In Islam, God has 99 names. It is particularly interesting that He chose to open each chapter in the Qurʾān by reminding the reader of only two of his names, Rahman and Raheem. First impressions are extremely important and leave a lasting impression on people.
Therefore, when God introduces Himself in the first chapter of the Qurʾān the names Rahman and Raheem appear four times in only seven verses. God could have chosen any other name, but He wants the reader to know that He is loving, compassionate, forgiving, and always willing to accept you back no matter how many mistakes you make.

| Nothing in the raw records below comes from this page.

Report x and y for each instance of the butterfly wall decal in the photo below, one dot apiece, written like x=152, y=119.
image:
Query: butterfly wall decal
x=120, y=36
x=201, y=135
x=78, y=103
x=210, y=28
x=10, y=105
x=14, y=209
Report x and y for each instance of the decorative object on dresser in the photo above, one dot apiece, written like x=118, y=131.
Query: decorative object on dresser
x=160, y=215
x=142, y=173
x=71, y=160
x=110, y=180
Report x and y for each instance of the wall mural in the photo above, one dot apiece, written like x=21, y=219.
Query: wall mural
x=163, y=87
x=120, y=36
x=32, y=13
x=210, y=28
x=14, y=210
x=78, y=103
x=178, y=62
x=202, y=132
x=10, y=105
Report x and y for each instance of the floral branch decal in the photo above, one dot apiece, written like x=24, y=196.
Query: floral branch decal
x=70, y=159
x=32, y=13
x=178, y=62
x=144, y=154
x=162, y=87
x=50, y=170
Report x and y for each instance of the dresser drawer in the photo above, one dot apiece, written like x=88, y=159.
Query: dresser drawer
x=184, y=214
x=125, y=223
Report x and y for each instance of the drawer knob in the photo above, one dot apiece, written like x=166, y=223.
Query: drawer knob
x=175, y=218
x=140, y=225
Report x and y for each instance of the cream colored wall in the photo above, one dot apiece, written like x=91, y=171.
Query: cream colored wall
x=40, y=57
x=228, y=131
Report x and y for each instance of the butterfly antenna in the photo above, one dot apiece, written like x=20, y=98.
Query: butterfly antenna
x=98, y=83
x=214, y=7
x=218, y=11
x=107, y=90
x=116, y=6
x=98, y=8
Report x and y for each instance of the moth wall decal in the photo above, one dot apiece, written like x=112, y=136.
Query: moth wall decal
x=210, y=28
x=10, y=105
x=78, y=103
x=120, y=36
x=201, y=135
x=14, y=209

The second level of love is hub. This love is reserved for those who obey God. There is not a single place in the Qurʾān that says Allah hates (yakrah) anyone. It only says that Allah does not have hub for certain types of people such as oppressors, arrogant people, and liars.
To attain this level of love one must obey God and follow His teachings. Say, ‘If you love God, follow me, and God will love you and forgive you your sins; God is most forgiving, most raheem.’ (Qurʾān 3:31). The following verse reads Say: Obey Allah and the Messenger But if they turn away, then Allah does not have hub for those who disbelieve (Qurʾān 3:32).
This does not mean that love is the only meaning of rahma and hub. Both these words are much richer than the English term love. However, the notion that the God of the Qurʾān is not one of love is inaccurate.
Allah is loving, compassionate, and gives people hope. He is not a God who is out to punish: Why should God make you suffer torment if you are thankful and believe in Him? God always rewards gratitude and He knows everything. (Qurʾān 4:147).